If such an event of default, other than an event of default described in clause (8) above with respect to the Company, occurs and is continuing, the Trustee by written notice to the Company, or the holders of at least 25% in aggregate principal amount of the then outstanding New Notes by notice to the Company and the Trustee may declare 100% of the principal of and accrued and unpaid interest, if any, on all the New Notes then outstanding to be due and payable. If an event of default described in clause (8) above occurs, 100% of the principal of and any accrued and unpaid interest on the New Notes then outstanding will automatically become due and payable.
The foregoing description is qualified in its entirety by reference to the text of the Indenture and the Form of 0.25% Convertible Senior Notes due 2027, which are attached as Exhibits 4.1 and 4.2, respectively, to this Current Report on Form 8-K and are incorporated herein by reference.
Bond Hedge and Warrant Unwind Transactions
On September 20, 2021, in connection with the Exchange Transactions and the Note Repurchases, the Company entered into agreements with certain financial institutions (the “Option Counterparties”) to terminate a portion of: (i) the convertible note hedge transactions the Company previously entered into with the Option Counterparties in connection with the issuance of the 2023 Notes in a notional amount corresponding to the principal amount of such 2023 Notes exchanged and repurchased and (ii) the warrant transactions the Company previously entered into with the Option Counterparties in connection with the issuance of the 2023 Notes with respect to a number of shares equal to the notional shares underlying such 2023 Notes exchanged and repurchased. In connection with such terminations, the Option Counterparties or their respective affiliates may sell shares of the Common Stock in secondary market transactions, or may unwind derivative transactions that may in turn result in secondary market sales of Common Stock concurrently with or shortly after the consummation of such terminations.
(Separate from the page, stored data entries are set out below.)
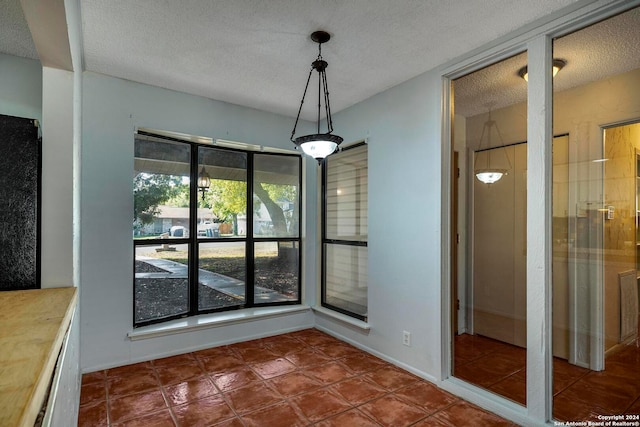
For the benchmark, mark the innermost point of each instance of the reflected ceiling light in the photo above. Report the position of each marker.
(489, 174)
(318, 145)
(204, 181)
(558, 64)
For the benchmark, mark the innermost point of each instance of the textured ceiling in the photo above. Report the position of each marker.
(604, 49)
(15, 38)
(257, 53)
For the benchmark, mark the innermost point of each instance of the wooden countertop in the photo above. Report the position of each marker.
(33, 324)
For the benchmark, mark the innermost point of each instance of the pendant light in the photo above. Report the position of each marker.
(557, 65)
(318, 145)
(489, 173)
(204, 181)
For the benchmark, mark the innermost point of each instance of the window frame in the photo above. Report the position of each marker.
(326, 241)
(193, 241)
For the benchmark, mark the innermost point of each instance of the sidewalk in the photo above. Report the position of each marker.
(227, 285)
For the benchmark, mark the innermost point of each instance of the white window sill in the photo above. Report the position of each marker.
(351, 321)
(213, 320)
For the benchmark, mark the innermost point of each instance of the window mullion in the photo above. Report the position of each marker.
(250, 258)
(193, 235)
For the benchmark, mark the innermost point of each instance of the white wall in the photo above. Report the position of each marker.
(402, 126)
(112, 110)
(21, 88)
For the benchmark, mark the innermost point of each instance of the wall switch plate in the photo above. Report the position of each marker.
(406, 338)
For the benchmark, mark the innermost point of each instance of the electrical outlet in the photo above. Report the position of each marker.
(406, 338)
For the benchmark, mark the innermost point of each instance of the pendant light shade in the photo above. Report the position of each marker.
(487, 172)
(204, 181)
(318, 145)
(558, 64)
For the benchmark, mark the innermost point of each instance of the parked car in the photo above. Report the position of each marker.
(179, 231)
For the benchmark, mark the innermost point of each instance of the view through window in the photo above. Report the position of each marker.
(196, 248)
(345, 232)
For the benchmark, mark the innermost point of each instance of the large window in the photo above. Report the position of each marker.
(344, 232)
(197, 250)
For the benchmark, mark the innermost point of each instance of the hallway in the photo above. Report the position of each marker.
(579, 394)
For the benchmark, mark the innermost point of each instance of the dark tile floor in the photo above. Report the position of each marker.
(579, 394)
(297, 379)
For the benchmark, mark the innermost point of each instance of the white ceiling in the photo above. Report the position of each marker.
(257, 53)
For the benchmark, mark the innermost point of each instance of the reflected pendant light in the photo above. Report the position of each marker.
(557, 65)
(489, 173)
(318, 145)
(204, 181)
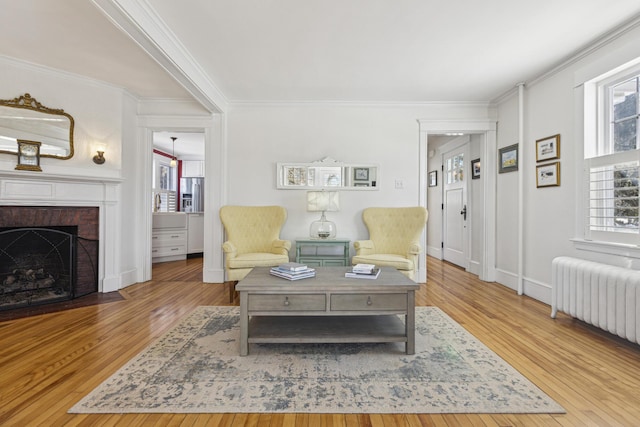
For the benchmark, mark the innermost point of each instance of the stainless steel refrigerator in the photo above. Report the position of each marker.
(192, 194)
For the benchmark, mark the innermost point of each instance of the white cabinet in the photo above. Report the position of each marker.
(192, 168)
(169, 237)
(169, 245)
(195, 241)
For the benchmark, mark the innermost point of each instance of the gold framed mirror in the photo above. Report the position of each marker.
(24, 118)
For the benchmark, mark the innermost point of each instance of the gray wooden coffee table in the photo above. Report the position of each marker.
(328, 308)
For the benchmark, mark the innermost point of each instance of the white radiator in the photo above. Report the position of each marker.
(603, 295)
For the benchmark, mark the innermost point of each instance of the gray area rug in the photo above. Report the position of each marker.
(195, 368)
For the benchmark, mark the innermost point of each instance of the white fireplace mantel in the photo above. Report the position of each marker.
(24, 188)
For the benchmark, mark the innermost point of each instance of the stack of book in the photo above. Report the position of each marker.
(363, 271)
(293, 271)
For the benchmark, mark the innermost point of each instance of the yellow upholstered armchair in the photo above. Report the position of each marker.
(394, 236)
(252, 240)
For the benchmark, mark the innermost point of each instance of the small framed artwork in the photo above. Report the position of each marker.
(548, 148)
(28, 155)
(433, 178)
(361, 174)
(548, 175)
(475, 169)
(508, 159)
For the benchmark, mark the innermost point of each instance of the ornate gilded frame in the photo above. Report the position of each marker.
(27, 102)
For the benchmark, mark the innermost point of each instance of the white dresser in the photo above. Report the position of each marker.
(169, 237)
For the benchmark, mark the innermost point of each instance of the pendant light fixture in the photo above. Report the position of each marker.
(174, 161)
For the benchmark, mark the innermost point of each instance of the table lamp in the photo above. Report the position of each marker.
(322, 201)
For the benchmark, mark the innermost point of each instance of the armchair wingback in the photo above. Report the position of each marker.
(253, 238)
(394, 236)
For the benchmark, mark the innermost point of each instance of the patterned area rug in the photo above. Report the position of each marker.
(195, 368)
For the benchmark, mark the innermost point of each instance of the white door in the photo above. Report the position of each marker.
(454, 197)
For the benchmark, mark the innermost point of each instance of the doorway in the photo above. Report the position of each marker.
(455, 233)
(480, 224)
(177, 184)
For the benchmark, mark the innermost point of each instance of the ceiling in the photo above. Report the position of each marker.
(402, 51)
(187, 146)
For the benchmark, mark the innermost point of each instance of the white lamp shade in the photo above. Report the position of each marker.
(321, 201)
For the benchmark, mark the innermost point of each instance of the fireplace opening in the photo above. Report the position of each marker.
(41, 265)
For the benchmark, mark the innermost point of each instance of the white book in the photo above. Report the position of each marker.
(355, 275)
(363, 268)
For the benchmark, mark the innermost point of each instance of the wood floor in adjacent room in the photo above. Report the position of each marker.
(48, 362)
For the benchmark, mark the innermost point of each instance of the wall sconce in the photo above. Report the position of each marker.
(99, 159)
(322, 201)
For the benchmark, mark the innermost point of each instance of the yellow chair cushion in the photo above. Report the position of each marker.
(394, 235)
(253, 238)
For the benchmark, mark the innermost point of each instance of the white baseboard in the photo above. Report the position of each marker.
(213, 275)
(128, 278)
(434, 251)
(532, 288)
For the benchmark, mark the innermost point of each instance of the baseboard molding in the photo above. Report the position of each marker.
(128, 278)
(213, 275)
(434, 251)
(532, 288)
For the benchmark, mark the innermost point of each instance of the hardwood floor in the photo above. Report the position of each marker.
(49, 361)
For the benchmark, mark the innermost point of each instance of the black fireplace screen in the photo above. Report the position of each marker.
(40, 266)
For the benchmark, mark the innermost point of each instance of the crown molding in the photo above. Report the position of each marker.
(580, 54)
(371, 104)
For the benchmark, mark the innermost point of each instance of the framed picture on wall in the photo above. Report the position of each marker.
(475, 169)
(433, 178)
(548, 175)
(508, 159)
(361, 174)
(548, 148)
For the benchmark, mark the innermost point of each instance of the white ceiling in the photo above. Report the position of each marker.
(187, 146)
(320, 50)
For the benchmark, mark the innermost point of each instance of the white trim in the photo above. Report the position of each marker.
(139, 20)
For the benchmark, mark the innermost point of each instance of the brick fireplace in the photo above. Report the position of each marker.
(47, 254)
(92, 203)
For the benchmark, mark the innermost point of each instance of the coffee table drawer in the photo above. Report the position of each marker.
(284, 302)
(356, 302)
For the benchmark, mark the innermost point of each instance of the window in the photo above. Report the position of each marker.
(612, 160)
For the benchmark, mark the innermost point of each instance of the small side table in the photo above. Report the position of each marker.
(323, 252)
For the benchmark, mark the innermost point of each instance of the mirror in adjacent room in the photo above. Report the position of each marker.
(24, 118)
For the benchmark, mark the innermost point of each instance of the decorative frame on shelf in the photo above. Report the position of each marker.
(433, 178)
(508, 159)
(28, 155)
(475, 169)
(548, 175)
(361, 174)
(548, 148)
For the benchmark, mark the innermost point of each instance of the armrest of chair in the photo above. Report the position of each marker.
(414, 249)
(364, 247)
(229, 249)
(281, 247)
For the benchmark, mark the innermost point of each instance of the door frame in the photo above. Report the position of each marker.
(487, 128)
(462, 143)
(214, 130)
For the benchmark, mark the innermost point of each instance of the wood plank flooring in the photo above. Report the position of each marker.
(49, 361)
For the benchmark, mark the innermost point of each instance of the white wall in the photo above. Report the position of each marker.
(550, 213)
(261, 136)
(96, 109)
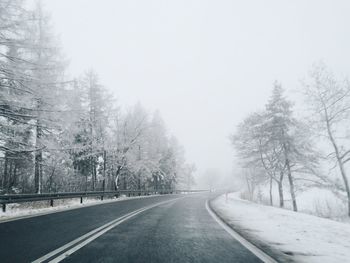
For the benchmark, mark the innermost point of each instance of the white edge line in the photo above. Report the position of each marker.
(252, 248)
(92, 235)
(10, 219)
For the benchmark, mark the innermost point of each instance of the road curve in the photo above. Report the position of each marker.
(169, 228)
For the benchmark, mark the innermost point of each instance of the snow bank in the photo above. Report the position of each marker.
(29, 209)
(298, 237)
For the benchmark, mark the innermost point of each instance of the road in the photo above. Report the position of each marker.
(172, 228)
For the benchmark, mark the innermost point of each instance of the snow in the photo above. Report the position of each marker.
(299, 237)
(22, 210)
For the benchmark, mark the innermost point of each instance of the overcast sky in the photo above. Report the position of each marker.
(204, 64)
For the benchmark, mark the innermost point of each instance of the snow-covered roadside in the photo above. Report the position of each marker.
(296, 236)
(22, 210)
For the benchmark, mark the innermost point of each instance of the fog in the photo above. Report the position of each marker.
(203, 64)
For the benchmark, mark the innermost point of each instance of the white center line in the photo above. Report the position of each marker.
(92, 235)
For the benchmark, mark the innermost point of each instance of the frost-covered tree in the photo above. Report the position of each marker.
(329, 100)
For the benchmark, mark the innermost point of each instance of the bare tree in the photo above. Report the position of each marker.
(330, 102)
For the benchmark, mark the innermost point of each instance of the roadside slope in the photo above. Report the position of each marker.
(288, 236)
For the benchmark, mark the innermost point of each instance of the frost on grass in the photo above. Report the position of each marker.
(43, 207)
(302, 237)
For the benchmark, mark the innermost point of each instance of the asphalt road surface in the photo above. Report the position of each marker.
(169, 228)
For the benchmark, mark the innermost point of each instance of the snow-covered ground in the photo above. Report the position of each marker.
(289, 236)
(14, 211)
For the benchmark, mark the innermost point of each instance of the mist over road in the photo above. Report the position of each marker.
(173, 228)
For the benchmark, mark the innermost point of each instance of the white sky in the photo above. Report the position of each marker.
(204, 64)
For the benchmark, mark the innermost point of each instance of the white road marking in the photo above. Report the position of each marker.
(252, 248)
(92, 235)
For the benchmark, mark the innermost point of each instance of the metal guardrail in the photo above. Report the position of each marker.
(22, 198)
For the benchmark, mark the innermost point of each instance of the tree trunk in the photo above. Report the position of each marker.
(339, 159)
(4, 178)
(38, 160)
(291, 185)
(280, 193)
(270, 192)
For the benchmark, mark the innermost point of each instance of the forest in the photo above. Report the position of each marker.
(62, 133)
(282, 148)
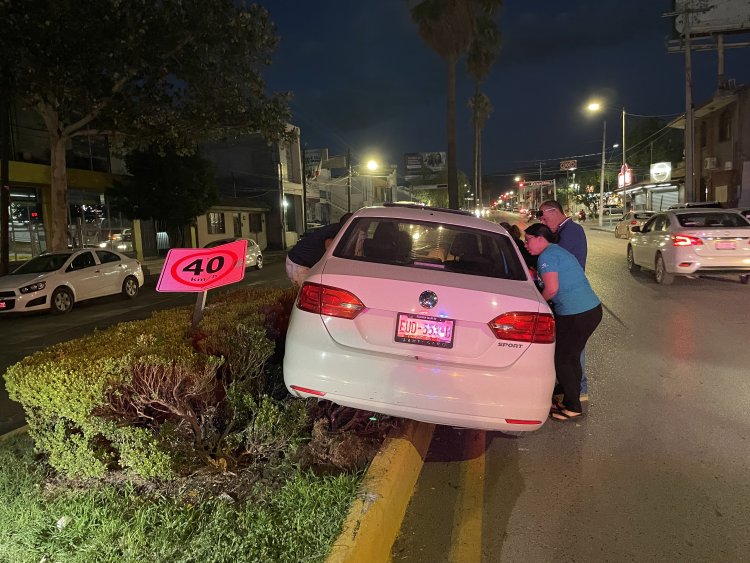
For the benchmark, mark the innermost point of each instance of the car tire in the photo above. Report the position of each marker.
(661, 275)
(130, 287)
(62, 301)
(632, 266)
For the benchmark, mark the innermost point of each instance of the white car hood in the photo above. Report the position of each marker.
(15, 281)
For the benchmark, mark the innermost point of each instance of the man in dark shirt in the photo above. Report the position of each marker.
(572, 238)
(310, 249)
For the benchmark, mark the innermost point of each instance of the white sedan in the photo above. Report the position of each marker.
(691, 242)
(56, 280)
(426, 314)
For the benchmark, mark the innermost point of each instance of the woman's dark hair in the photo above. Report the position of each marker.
(542, 230)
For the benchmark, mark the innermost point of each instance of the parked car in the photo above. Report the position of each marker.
(253, 256)
(691, 241)
(623, 228)
(56, 280)
(427, 314)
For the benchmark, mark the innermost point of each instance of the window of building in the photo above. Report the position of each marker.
(725, 126)
(256, 223)
(215, 223)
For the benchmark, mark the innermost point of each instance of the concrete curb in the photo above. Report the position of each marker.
(374, 520)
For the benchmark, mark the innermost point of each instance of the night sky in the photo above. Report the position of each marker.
(362, 78)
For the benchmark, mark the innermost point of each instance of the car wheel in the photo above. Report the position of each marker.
(62, 301)
(660, 272)
(632, 266)
(130, 287)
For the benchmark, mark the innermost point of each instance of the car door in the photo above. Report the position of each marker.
(84, 276)
(112, 271)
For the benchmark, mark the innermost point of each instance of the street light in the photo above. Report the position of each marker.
(595, 107)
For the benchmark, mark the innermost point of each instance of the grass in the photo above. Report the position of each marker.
(107, 523)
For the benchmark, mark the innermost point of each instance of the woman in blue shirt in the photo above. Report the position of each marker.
(578, 312)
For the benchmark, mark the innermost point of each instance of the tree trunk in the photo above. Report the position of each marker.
(452, 159)
(58, 205)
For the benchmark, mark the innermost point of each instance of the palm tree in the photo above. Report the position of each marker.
(447, 26)
(482, 51)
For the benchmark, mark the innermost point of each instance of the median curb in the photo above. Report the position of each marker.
(374, 520)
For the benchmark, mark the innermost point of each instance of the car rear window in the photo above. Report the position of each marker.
(711, 220)
(434, 246)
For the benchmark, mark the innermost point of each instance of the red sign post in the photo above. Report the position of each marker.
(198, 270)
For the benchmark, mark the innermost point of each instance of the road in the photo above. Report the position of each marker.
(656, 471)
(22, 335)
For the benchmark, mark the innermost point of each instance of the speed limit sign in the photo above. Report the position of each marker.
(192, 269)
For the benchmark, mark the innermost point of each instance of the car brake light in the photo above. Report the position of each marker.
(524, 327)
(684, 240)
(330, 301)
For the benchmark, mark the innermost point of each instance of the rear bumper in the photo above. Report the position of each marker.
(420, 389)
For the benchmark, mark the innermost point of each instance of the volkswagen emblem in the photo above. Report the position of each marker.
(428, 299)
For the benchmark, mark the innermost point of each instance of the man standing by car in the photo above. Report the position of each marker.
(572, 238)
(309, 249)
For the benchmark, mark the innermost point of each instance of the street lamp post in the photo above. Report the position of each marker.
(601, 180)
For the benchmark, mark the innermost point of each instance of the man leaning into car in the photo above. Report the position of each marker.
(310, 249)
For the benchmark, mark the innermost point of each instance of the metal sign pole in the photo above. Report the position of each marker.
(200, 303)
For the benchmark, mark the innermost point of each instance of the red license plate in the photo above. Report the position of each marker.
(424, 330)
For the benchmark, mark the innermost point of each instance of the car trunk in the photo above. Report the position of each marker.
(472, 302)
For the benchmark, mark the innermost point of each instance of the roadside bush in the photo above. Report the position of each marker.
(148, 397)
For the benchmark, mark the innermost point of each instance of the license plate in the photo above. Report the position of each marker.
(424, 330)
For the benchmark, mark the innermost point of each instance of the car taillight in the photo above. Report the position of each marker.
(524, 327)
(684, 240)
(330, 301)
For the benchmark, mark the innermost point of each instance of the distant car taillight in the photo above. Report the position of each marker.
(330, 301)
(684, 240)
(524, 327)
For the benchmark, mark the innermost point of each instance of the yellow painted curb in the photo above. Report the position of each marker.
(374, 519)
(15, 432)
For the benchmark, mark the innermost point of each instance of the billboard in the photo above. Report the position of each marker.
(713, 16)
(434, 161)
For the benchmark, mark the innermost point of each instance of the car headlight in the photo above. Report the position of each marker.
(38, 286)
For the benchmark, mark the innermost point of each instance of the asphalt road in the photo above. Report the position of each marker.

In connection with such terminations, the Company anticipates that it will receive net proceeds from the Option Counterparties, the amount of which cannot be determined at this time. The Company expects that any such proceeds will be used for general corporate purposes.
Item 2.03 Creation of a Direct Financial Obligation or an Obligation under an Off-Balance Sheet Arrangement of a Registrant.
The information set forth in Item 1.01 of this Current Report on Form 8-K is incorporated herein by reference.
Item 3.02 Unregistered Sales of Equity Securities.
The information set forth in Item 1.01 of this Current Report on Form 8-K is incorporated herein by reference.
Item 8.01 Other Events.
Stock Repurchase
On September 22, 2021, the Company consummated the previously announced repurchase of approximately 1.4 million shares of the Common Stock at a price of $42.77 per share (the “Stock Repurchase”), which was equal to the closing price per share of the Common Stock on the date the Company entered into the definitive agreements for the Exchange Transactions, the Subscription Transactions and the Repurchase Transactions.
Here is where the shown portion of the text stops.